Just to the side of the three towers is the realm of Mercenaire, a former soldier who mans the village’s sole shop selling imported goods, a gaudy mix of plastic tat and imported trinkets suspended from the air and accumulating on his cart, which represent the economic market and all that is endogenous and manufactured in this relatively insular village. Mercenaire–an ambiguous character as the only man to take an active stand against the film’s most brutal display of gendered violence but also a predatory capitalist–and his domain represents the penetration o f the market economy in Africa. Through his actions and the terms he imposes upon customers are introduced concepts of credit, inflation, monopoly and the notion of the free market which he explains and props up with relish. Likewise, Xarassi Xanne is fundamentally about the forced entry of environmentally extractive market dynamics in Africa–from the proto-capitalist forces of the Transatlantic slave trade to import reliance today–but stands out from other artistic depictions that merely diagnose the problem, as it presents methods in which we might opt out, subvert capitalism, and return to the reverence, equilibrium, sustainability and coexistence symbolised by the termite mound.

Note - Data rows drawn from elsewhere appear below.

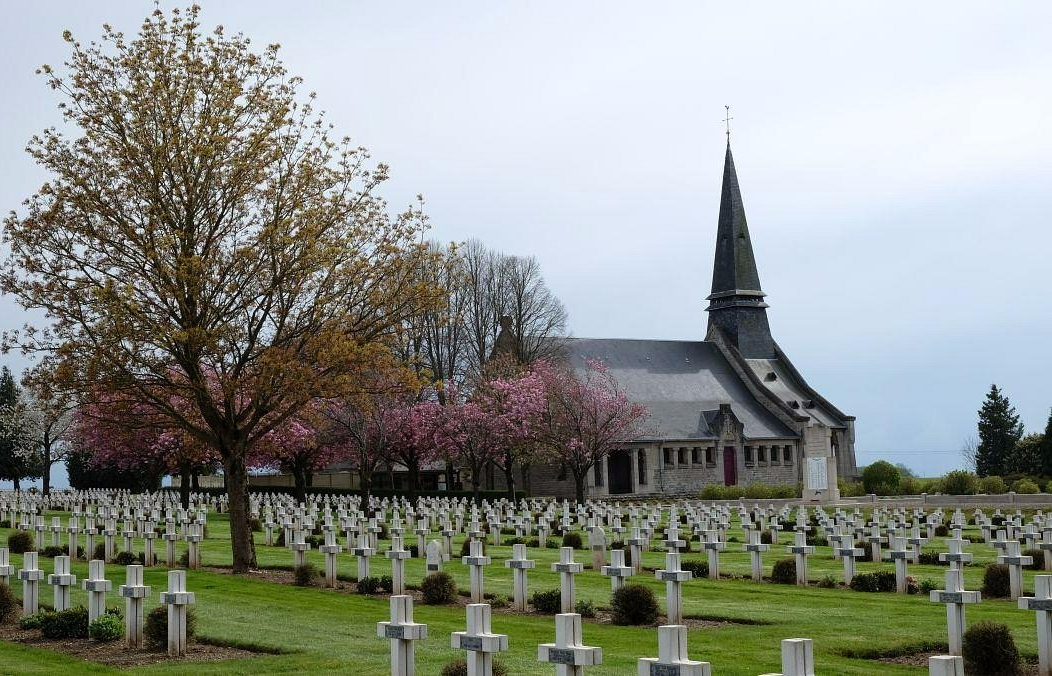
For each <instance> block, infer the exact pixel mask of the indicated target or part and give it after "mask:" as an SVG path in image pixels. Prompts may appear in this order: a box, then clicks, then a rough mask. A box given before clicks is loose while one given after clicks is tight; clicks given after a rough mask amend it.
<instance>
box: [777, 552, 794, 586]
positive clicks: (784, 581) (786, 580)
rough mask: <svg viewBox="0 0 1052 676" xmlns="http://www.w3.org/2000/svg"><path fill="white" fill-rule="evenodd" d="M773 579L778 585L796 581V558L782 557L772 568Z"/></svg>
mask: <svg viewBox="0 0 1052 676" xmlns="http://www.w3.org/2000/svg"><path fill="white" fill-rule="evenodd" d="M771 581H772V582H775V583H777V585H795V583H796V559H794V558H792V557H791V556H787V557H786V558H780V559H778V560H776V561H774V567H773V568H771Z"/></svg>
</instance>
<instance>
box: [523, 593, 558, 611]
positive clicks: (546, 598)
mask: <svg viewBox="0 0 1052 676" xmlns="http://www.w3.org/2000/svg"><path fill="white" fill-rule="evenodd" d="M530 605H531V606H532V607H533V610H534V611H537V612H539V613H545V614H548V615H554V614H555V613H559V612H560V611H561V610H562V608H563V595H562V592H560V591H559V590H558V589H549V590H547V591H544V592H533V596H532V598H530Z"/></svg>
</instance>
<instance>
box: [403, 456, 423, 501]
mask: <svg viewBox="0 0 1052 676" xmlns="http://www.w3.org/2000/svg"><path fill="white" fill-rule="evenodd" d="M405 469H406V471H407V474H408V477H407V478H408V479H409V500H411V501H416V499H417V490H418V489H419V488H420V463H418V462H417V460H416V459H412V460H409V462H408V463H406V465H405Z"/></svg>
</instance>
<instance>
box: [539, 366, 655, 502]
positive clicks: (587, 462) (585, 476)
mask: <svg viewBox="0 0 1052 676" xmlns="http://www.w3.org/2000/svg"><path fill="white" fill-rule="evenodd" d="M535 369H537V371H538V373H540V374H541V375H542V377H543V378H544V382H545V386H546V388H545V389H546V393H547V397H546V406H545V410H544V411H543V413H542V422H541V428H540V438H541V441H542V443H543V445H544V447H545V449H546V451H547V454H548V456H549V458H550V459H551V460H552V462H553V463H554V464H557V465H559V466H560V467H563V468H566V470H567V471H568V472H569V473H570V474H572V475H573V487H574V493H575V495H576V499H578V503H583V501H584V498H585V484H586V479H587V477H588V472H589V471H590V470H591V469H592V468H594V467H595V465H596V464H599V463H602V462H603V459H605V458H606V457H607V456H608V455H610V453H611V452H613V451H615V450H618V449H621V448H624V446H625V445H626V444H630V443H632V442H633V441H635V439H638V438H640V437H641V436H643V435H644V434H645V432H646V429H645V424H646V419H647V416H648V415H649V412H648V411H647V408H646V407H645V406H643V405H642V404H636V403H634V402H632V401H631V400H630V398H629V397H628V394H627V393H626V392H625V390H624V388H622V386H621V384H620V383H618V381H616V378H614V377H613V375H612V374H611V373H610V372H609V371H608V370H607V369H606V367H605V366H604V365H603V363H602V362H598V361H589V362H588V363H587V364H586V365H585V369H584V372H583V373H582V374H581V375H580V376H579V375H578V374H576V373H574V372H573V371H572V370H571V369H570V368H569V367H566V366H560V367H554V366H550V365H546V364H542V365H539V366H538V367H535Z"/></svg>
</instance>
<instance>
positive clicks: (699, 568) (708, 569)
mask: <svg viewBox="0 0 1052 676" xmlns="http://www.w3.org/2000/svg"><path fill="white" fill-rule="evenodd" d="M680 568H682V569H683V570H685V571H690V572H691V573H693V575H694V577H695V578H696V577H708V576H709V565H708V562H707V561H682V562H681V564H680Z"/></svg>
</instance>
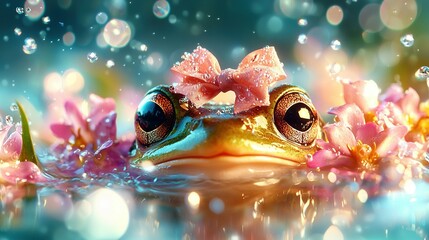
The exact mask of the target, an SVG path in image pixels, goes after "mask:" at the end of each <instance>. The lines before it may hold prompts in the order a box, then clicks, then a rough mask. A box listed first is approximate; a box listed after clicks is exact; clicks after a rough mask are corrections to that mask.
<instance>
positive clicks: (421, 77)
mask: <svg viewBox="0 0 429 240" xmlns="http://www.w3.org/2000/svg"><path fill="white" fill-rule="evenodd" d="M414 76H415V77H416V79H417V80H419V81H424V80H426V79H428V78H429V67H428V66H421V67H420V68H419V69H417V71H416V73H415V74H414Z"/></svg>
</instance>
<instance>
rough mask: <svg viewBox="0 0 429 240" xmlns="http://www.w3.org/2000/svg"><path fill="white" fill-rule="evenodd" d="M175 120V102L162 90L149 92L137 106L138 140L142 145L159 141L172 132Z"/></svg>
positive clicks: (136, 121)
mask: <svg viewBox="0 0 429 240" xmlns="http://www.w3.org/2000/svg"><path fill="white" fill-rule="evenodd" d="M174 122H175V113H174V106H173V103H172V102H171V101H170V100H169V99H168V98H167V97H166V96H165V95H164V94H163V93H161V92H158V91H155V92H152V93H149V94H148V95H146V97H145V98H143V100H142V101H141V102H140V104H139V106H138V108H137V112H136V116H135V122H134V126H135V129H136V135H137V140H138V141H139V142H140V143H141V144H142V145H149V144H152V143H154V142H158V141H160V140H162V139H163V138H164V137H165V136H167V135H168V133H170V131H171V130H172V129H173V125H174Z"/></svg>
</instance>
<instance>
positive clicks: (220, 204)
mask: <svg viewBox="0 0 429 240" xmlns="http://www.w3.org/2000/svg"><path fill="white" fill-rule="evenodd" d="M209 208H210V210H211V211H212V212H214V213H216V214H219V213H222V212H223V210H224V208H225V204H224V203H223V201H222V200H221V199H219V198H213V199H212V200H211V201H210V203H209Z"/></svg>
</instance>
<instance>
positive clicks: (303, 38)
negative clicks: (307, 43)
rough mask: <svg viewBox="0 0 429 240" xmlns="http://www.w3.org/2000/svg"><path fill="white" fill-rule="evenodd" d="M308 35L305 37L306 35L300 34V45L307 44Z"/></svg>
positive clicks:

Next to the termite mound in Mooladé stands the heap of radios, but the two are not in competition or conflict–rather, they coexist as symbols of transmission. Both Xarassi Xanne and Mooladé employ media as tools of dissemination—whether oral, sonic, or visual—to preserve and resist. Sembène’s use of the radio is not incidental, as Mooladé concludes, it becomes clear that the radio is a harbinger of television, and by extension, cinema. In fact, Sembène’s treatment of the radio underscores cinema’s place in a continuum of storytelling—beginning with oral traditions, moving through sonic transmission, and arriving at the moving image. Mooladé was intended as the second film in a trilogy beginning with Faat-Kiné, exploring the heroism of daily life. Sembène passed away before completing the third installment, but in ending Mooladé’s final monologue with, “From now on, I'll have television. ON,” and the camera lingering on a radio antenna, his departing message is clear: like the antennae of termites, these technologies must continue to transmit and receive information and narratives that embody pre-, de-, and anti-colonial modes of life.